Talvez eu esteja exagerando. Eu não morri. Não sou aquela mulher. Também não sou aquele homem, pois todos os meus entes queridos estão vivos e bem, e amanhã poderei me encontrar com eles e ouvir palavras novas e inéditas vindas de suas bocas, e receber abraços novos como o orvalho fresco, e tenho um futuro com eles pela frente. Também não matei ninguém. Mas não posso deixar de imaginar que poderia ser eu em qualquer dessas situações. Bem ou mal, por mais distante que nosso carro estivesse do outro, por mais que meu motorista fosse infinitamente mais prudente, e ele era, o personagem do acidente poderia ter sido eu. Eu estava sentado aonde ela estava sentada.
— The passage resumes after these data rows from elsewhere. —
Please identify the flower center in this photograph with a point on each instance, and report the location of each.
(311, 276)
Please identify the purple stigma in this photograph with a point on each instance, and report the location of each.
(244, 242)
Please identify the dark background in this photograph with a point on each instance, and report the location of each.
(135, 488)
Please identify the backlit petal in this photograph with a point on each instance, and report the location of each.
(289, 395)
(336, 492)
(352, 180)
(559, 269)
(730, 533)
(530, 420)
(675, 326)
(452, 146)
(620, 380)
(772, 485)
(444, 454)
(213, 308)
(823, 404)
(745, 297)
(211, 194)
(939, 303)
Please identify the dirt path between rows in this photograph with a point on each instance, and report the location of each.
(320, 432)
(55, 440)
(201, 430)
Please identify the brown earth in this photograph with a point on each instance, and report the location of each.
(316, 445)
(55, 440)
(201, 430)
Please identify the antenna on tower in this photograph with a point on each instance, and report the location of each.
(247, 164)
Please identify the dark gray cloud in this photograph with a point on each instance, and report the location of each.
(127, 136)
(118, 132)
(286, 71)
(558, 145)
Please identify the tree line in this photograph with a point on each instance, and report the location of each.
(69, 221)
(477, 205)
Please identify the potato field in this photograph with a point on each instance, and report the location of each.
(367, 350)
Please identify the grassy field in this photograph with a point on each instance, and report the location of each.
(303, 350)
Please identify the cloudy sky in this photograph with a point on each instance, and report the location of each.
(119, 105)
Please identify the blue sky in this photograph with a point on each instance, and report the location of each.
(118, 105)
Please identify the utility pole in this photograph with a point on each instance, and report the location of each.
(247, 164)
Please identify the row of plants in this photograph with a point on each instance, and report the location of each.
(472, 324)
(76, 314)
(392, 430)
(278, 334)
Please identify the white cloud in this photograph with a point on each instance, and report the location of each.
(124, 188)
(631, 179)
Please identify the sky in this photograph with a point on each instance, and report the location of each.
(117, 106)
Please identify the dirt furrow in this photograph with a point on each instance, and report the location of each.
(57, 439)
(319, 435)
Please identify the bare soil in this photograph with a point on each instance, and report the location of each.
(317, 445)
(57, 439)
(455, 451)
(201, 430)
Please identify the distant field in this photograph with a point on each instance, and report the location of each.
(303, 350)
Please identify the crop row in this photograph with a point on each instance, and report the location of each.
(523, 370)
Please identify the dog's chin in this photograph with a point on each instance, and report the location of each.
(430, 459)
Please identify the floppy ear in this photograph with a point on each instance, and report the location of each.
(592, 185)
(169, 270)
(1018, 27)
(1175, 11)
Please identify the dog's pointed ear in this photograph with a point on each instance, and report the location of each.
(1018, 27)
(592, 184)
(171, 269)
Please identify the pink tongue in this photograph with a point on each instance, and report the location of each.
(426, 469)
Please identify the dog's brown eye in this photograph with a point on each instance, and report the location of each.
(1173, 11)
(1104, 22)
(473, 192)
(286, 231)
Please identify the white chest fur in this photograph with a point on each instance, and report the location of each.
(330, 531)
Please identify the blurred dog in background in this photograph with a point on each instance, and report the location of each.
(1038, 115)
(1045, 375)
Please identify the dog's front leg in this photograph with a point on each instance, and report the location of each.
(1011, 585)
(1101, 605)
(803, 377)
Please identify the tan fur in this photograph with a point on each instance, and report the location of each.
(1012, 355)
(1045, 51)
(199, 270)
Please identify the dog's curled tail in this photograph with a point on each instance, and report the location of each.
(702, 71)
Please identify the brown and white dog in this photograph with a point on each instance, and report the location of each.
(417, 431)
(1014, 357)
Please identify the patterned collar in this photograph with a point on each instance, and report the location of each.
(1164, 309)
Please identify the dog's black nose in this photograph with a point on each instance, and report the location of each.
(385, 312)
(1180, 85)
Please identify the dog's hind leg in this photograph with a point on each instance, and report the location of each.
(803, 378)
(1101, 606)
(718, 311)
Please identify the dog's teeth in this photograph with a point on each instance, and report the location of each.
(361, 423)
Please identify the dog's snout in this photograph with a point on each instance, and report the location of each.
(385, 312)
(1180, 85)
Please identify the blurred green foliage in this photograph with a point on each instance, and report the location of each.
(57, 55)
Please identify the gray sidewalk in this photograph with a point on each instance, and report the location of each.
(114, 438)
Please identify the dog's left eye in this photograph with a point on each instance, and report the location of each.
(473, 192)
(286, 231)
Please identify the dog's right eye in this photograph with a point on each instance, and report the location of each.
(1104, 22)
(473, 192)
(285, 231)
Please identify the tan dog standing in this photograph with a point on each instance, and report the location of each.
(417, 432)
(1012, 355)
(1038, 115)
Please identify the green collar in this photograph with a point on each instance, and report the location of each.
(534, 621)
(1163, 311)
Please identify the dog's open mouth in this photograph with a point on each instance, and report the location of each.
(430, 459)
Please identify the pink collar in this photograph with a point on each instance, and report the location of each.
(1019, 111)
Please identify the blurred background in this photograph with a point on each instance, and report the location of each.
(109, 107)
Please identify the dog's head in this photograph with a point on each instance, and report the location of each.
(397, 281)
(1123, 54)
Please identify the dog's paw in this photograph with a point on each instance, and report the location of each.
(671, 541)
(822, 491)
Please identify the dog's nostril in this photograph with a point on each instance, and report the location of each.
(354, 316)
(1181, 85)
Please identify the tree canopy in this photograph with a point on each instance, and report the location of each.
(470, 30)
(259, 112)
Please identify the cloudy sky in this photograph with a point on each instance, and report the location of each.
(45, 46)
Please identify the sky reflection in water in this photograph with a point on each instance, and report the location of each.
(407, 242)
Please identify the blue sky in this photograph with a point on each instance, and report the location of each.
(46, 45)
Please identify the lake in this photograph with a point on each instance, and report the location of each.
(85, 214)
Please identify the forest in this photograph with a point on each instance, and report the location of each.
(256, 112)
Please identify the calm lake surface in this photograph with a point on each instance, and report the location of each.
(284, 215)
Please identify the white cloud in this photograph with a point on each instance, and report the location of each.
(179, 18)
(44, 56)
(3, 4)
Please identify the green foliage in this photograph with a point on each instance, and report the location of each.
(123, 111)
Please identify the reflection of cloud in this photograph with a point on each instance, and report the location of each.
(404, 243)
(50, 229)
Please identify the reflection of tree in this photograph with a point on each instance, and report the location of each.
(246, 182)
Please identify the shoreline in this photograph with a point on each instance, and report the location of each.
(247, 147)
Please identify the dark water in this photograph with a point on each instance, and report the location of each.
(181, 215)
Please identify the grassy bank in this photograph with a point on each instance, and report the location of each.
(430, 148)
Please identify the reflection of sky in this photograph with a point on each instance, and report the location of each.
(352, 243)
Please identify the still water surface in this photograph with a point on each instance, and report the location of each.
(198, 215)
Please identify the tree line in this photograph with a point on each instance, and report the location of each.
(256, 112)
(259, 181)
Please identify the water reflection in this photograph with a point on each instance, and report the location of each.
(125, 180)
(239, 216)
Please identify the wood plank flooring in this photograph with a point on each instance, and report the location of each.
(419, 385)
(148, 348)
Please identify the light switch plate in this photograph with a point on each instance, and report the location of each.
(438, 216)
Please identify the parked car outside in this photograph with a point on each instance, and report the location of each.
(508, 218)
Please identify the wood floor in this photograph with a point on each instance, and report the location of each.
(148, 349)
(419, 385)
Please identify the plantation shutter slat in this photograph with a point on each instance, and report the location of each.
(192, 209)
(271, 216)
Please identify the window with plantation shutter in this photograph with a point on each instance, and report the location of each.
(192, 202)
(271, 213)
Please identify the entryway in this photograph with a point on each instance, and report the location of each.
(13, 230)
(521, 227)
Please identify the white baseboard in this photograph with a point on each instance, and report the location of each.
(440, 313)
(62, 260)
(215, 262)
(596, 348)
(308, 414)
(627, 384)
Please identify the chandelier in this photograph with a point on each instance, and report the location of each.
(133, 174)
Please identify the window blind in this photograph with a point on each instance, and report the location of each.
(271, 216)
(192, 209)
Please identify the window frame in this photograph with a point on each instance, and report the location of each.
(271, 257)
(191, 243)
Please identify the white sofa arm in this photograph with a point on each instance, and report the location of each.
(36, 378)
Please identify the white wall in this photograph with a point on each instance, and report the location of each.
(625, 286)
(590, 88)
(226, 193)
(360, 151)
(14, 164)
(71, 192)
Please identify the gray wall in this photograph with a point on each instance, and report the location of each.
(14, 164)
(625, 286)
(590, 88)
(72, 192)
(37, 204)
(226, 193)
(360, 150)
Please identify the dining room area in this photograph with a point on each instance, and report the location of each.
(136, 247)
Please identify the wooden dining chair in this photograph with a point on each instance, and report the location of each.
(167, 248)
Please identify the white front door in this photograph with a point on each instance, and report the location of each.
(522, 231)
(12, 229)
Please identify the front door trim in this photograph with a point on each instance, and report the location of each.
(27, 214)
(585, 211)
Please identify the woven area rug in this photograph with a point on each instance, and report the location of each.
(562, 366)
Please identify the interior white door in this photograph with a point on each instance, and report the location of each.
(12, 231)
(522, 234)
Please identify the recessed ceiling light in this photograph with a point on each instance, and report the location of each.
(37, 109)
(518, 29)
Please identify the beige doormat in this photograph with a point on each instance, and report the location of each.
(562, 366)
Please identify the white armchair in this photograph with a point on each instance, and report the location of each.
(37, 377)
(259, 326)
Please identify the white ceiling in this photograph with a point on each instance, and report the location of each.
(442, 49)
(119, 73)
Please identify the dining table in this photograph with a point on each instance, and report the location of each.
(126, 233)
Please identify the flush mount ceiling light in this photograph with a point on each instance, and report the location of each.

Sei que não consigo imaginar a dor de nenhum dos envolvidos, mas infelizmente sei calcular a razão da grandeza dessa dor. E isso é repugnante e doloroso. Tudo bem, a morte é um mistério, não sei o que há do outro lado. Mas mesmo antes de um livro iniciático me apresentar as analogias como a chave para a compreensão do universo, eu já tinha essa noção de que as coisas são paralelas e equivalentes. Eu já passei por sensações de perda em diversas escalas, e consigo, para meu terror, imaginar a sensação de se perder tudo. De ser ejetado da sua realidade e sem chance de voltar, de terminar o que se tinha deixado pela metade, de cumprir seus sonhos, de corrigir seus erros. Então, onde quer que a mulher esteja, como eu desejo que a dor não seja intensa para ela, como eu desejo que ela supere logo!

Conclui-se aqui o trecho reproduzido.